Taksim’de, Beşiktaş’ta meydanlar İngiliz taraftarların şölenine sahne oldu. Bir tarafta son Şampiyonlar Ligi şampiyonu Liverpool, diğer tarafta son UEFA Avrupa Lig’i şampiyonu Chelsea.

UEFA Süper Kupa finalinde ilk kez iki İngiliz takımı rakip olacaktı. Üstelik Türkiye’de.

Üstüne üstlük ilk kez bir kadın hakem böylesine üst düzey bir maçta düdük çalacaktı.

Vodafone Park’ta tribünler tıklım tıklımdı.

Maç öncesi görsel şovlar müthişti.

Sahanın ortasında folklor gösterisi muazzam.

Tribünde her milletten binlerce insan.

Localarda kalbur üstü insanlar.

Liverpool ve Chelsea taraftarı yan yana maç izliyor.

Kendi maçlarında dost takınmasalar da bu karşılaşmada Galatasaray, Fenerbahçe, Beşiktaş ve Trabzonspor taraftarları da birlikte bu tarihi maçı izlemeye gelmiş.

Düdük çalmış, maç başlamış.

Maçın favorisi Liverpool ama ilk golü Pedro ile atıyor bile Chelsea.

O arada sahaya ‘yabancı bir madde’ atlıyor ama ekranlara yansıyacak değerde bile değil.

Sonra Mane sahneye çıkıyor. Maçın 90 dakikası 1-1, uzatmaları 2-2 bitiyor.

Artık son sözü penaltılar söyleyecek. Her şey mükemmel.

Derken son penaltıyı genç Abraham kaçırdı. Daha doğrusu Adrian kurtardı.

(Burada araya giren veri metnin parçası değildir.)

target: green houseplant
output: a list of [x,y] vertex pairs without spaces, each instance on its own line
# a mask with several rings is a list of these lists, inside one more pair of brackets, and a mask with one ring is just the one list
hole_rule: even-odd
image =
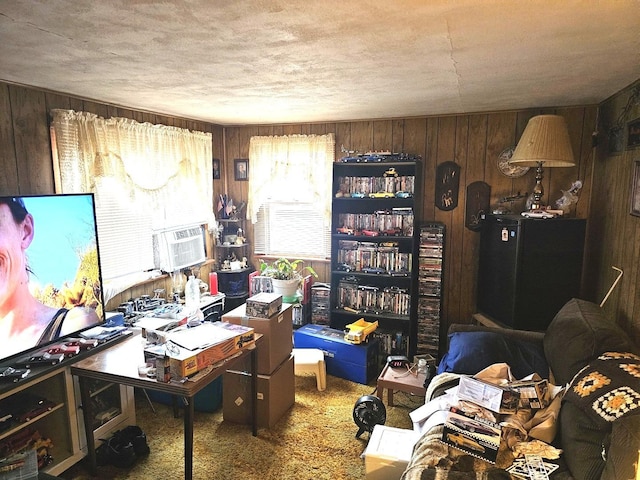
[[303,260],[289,260],[287,258],[278,258],[273,262],[260,260],[260,275],[271,277],[274,292],[282,294],[283,297],[291,298],[295,296],[305,273],[318,278],[318,274],[312,267],[303,266],[303,264]]

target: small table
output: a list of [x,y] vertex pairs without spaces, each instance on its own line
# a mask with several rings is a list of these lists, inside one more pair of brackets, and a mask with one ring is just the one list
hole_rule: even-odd
[[394,390],[424,397],[427,393],[426,388],[424,388],[426,378],[426,373],[418,373],[416,375],[413,372],[409,372],[406,367],[391,368],[387,364],[378,377],[378,393],[380,398],[383,398],[384,389],[386,388],[389,391],[387,403],[390,407],[393,407]]
[[[255,343],[257,344],[261,340],[262,335],[256,334],[255,337]],[[204,375],[196,375],[196,380],[187,380],[185,382],[172,380],[171,382],[163,383],[155,379],[142,377],[138,374],[138,365],[144,363],[144,352],[139,333],[133,334],[130,338],[73,364],[71,366],[71,373],[78,376],[80,384],[80,397],[83,406],[84,424],[86,425],[85,433],[87,436],[91,474],[94,477],[96,476],[97,459],[93,429],[90,427],[93,421],[93,412],[91,412],[92,409],[90,408],[91,402],[88,379],[93,378],[147,390],[157,390],[184,398],[184,478],[185,480],[191,480],[193,477],[193,397],[246,355],[251,355],[251,426],[253,436],[255,437],[258,434],[256,422],[257,375],[255,344],[243,347],[236,354],[219,362],[215,368]]]

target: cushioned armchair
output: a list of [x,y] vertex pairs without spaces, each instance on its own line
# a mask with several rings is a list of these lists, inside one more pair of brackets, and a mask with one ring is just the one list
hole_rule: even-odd
[[[516,378],[537,371],[555,385],[571,384],[553,441],[564,453],[552,479],[637,478],[640,348],[598,305],[570,300],[544,334],[452,325],[449,350],[433,382],[437,385],[439,378],[455,381],[451,372],[473,375],[494,363],[508,363]],[[547,369],[550,377],[544,375]],[[440,390],[450,383],[445,381]],[[426,401],[439,393],[438,388],[430,388]],[[437,478],[509,478],[504,470],[486,462],[465,462],[459,452],[438,443],[437,431],[423,435],[403,480],[436,478],[438,469]],[[442,458],[435,458],[438,455]],[[479,469],[484,472],[478,473]]]

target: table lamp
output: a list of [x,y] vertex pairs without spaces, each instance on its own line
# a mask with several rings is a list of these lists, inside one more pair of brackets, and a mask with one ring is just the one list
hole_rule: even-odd
[[527,123],[509,163],[536,167],[531,210],[542,208],[542,166],[573,167],[573,151],[564,118],[559,115],[538,115]]

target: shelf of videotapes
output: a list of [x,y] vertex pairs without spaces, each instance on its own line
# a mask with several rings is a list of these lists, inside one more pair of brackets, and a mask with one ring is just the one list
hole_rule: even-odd
[[396,285],[383,287],[354,275],[342,277],[338,282],[338,309],[368,315],[393,315],[407,319],[411,312],[411,294]]
[[373,337],[378,339],[378,367],[380,371],[387,364],[389,355],[408,355],[409,336],[402,330],[376,330]]
[[[395,168],[393,170],[395,172]],[[412,197],[414,194],[415,176],[400,175],[387,177],[338,177],[338,195],[352,198],[398,198]],[[387,193],[384,196],[382,193]],[[378,195],[380,196],[378,196]],[[370,197],[371,195],[371,197]]]
[[425,223],[420,226],[419,234],[417,352],[439,358],[444,224]]
[[413,235],[413,209],[392,207],[365,213],[341,213],[336,233],[365,237]]
[[398,241],[338,240],[337,270],[407,276],[412,263],[413,254],[401,251]]
[[380,355],[415,351],[420,162],[334,163],[330,323],[378,322]]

Liverpool cephesinde bir sevinç. Jürgen Klopp bile yedek kulübesinden 100 metre koşucusu gibi fırladı.

Kale arkası tribünün önünde sevinçten yumak olmuş bir Liverpool takımı ve bu tarihi geceye şahitlik eden bir İstanbul.

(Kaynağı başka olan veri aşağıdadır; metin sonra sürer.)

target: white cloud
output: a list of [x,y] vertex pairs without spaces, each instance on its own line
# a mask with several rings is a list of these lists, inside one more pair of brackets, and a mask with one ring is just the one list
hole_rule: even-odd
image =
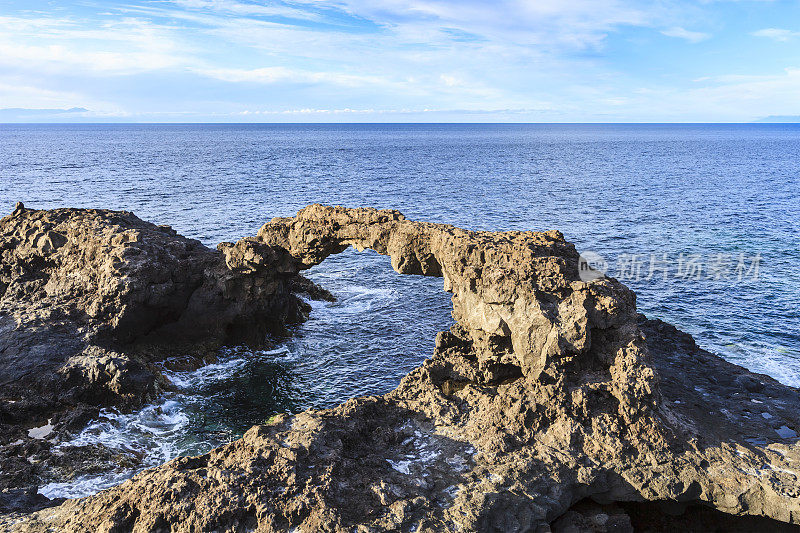
[[742,105],[756,115],[800,113],[800,68],[767,76],[726,76],[721,83],[692,91],[715,105]]
[[412,40],[452,28],[492,42],[546,48],[597,46],[619,26],[648,26],[662,16],[659,8],[617,0],[339,0],[333,5]]
[[766,37],[780,42],[788,42],[796,37],[800,37],[800,32],[783,30],[780,28],[764,28],[763,30],[754,31],[752,35],[756,37]]
[[317,13],[278,4],[250,4],[231,0],[172,0],[172,3],[174,3],[176,6],[189,9],[217,11],[235,15],[258,15],[266,17],[320,20],[320,16]]
[[461,80],[457,76],[453,76],[450,74],[442,74],[439,76],[439,79],[442,80],[442,83],[447,85],[448,87],[456,87],[461,85]]
[[474,80],[464,80],[454,75],[423,75],[415,78],[394,76],[358,75],[341,72],[312,71],[287,67],[263,67],[256,69],[193,69],[201,76],[228,83],[257,83],[264,85],[296,84],[321,87],[349,88],[381,94],[456,95],[461,98],[497,98],[498,92]]
[[[465,107],[487,100],[498,108],[538,105],[548,100],[545,91],[552,80],[572,77],[579,83],[597,70],[592,56],[583,54],[602,48],[608,32],[661,17],[615,0],[347,0],[325,3],[326,9],[340,10],[339,24],[318,28],[223,15],[220,11],[232,3],[211,3],[216,7],[203,12],[152,5],[136,12],[186,21],[210,42],[254,56],[242,60],[245,54],[237,54],[236,68],[207,61],[186,67],[208,77],[358,87],[375,99]],[[292,5],[304,4],[322,5],[313,0]],[[352,17],[350,30],[344,29],[342,13]]]
[[[725,75],[698,79],[691,89],[653,86],[626,104],[638,120],[750,122],[769,115],[800,115],[800,68],[763,76]],[[653,115],[658,102],[659,115]]]
[[705,41],[706,39],[711,38],[711,34],[699,31],[689,31],[678,26],[669,28],[667,30],[662,30],[661,33],[663,35],[666,35],[667,37],[684,39],[686,41],[689,41],[690,43],[699,43],[701,41]]
[[177,66],[179,61],[169,55],[148,51],[81,51],[63,45],[0,42],[0,64],[17,67],[42,65],[59,72],[68,72],[78,66],[88,72],[131,74]]
[[231,115],[440,115],[440,114],[468,114],[468,115],[529,115],[550,111],[549,109],[284,109],[284,110],[244,110],[231,113]]
[[76,73],[129,74],[177,67],[186,53],[177,28],[132,17],[101,23],[0,17],[0,65]]
[[19,108],[70,108],[80,102],[74,92],[62,92],[27,85],[17,79],[0,79],[0,107]]
[[[577,121],[800,112],[791,69],[768,77],[720,76],[711,64],[702,70],[698,59],[691,75],[676,69],[656,79],[615,62],[620,43],[685,48],[657,32],[690,43],[712,36],[687,26],[721,33],[712,17],[699,16],[710,5],[128,0],[102,13],[86,5],[51,15],[28,12],[0,17],[0,80],[63,92],[32,91],[26,100],[24,90],[0,85],[0,99],[15,107],[79,106],[131,117],[271,117],[272,111],[241,111],[265,102],[281,115],[334,118],[404,112],[396,109]],[[627,32],[630,27],[649,31]],[[753,35],[788,40],[797,33],[767,28]],[[9,81],[12,74],[17,78]],[[692,86],[690,78],[698,82]],[[108,102],[117,99],[116,107]]]
[[264,67],[256,69],[196,69],[196,73],[227,82],[251,83],[331,83],[334,85],[360,86],[385,84],[374,76],[356,76],[336,72],[313,72],[286,67]]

Stattaki futbolseverlere tam her şey bir rüya gibi gelirken, bir ‘taraftar’ sahaya atladı.

Sevinmekte olan Liverpool takımının arasına daldı.

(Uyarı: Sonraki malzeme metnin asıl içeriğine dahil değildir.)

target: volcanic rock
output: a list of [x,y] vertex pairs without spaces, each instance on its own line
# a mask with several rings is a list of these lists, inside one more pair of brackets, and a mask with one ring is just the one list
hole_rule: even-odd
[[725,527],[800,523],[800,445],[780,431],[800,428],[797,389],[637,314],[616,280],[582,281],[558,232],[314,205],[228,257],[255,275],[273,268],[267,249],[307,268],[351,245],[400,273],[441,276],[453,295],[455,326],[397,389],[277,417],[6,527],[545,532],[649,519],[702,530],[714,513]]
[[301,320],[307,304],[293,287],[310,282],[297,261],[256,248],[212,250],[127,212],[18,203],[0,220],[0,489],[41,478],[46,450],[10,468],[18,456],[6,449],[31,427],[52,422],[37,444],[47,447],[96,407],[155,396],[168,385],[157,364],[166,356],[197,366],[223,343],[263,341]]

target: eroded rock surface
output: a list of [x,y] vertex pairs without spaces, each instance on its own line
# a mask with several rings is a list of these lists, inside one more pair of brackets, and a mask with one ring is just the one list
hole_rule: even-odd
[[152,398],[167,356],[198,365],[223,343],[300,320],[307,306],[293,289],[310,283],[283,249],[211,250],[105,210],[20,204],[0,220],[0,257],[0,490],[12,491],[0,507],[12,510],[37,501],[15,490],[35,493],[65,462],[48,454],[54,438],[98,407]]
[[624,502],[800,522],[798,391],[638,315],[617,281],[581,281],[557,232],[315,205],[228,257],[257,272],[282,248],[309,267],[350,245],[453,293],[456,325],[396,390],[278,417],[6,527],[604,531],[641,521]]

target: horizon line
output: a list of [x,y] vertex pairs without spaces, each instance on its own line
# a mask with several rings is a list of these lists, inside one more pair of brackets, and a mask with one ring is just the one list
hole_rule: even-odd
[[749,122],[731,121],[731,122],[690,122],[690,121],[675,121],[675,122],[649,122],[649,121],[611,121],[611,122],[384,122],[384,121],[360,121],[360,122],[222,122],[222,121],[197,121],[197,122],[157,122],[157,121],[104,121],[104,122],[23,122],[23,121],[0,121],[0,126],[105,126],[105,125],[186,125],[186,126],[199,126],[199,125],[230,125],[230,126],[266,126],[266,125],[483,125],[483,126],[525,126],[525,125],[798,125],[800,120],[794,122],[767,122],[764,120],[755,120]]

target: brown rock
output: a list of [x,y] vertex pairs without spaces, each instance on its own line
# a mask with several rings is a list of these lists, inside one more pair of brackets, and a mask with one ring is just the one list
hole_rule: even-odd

Kaş yaparken göz çıkartacak ya bir de gecenin adamı, kaleci Adrian’ı sakatlamaz mı?

Her şey kazasız belasız giderken bu ‘sözde taraftar’ gecenin içine etti.

Liverpool, UEFA’ya Adrian’ı sakatlayan ‘sözde taraftar’ nedeniyle şikayette bulunmuş.

Zaten ülke olarak bu tarz üst seviye başarılara hasretiz.

Zaten Avrupa’nın bir organizasyon verirken kırk kere düşündüğü bir coğrafyayız.

Bu gereksiz ve manasız olaylar neden?

Bir işi de kazasız belasız yapamayacak mıyız?

Ve asıl soru: ‘Taraftar’ denen bu sorumsuzlar kimdir?

Bu yaptığının cezasını çekecek mi? Yoksa karakolda bir çay içip sorumsuzluğuna geri mi dönecek?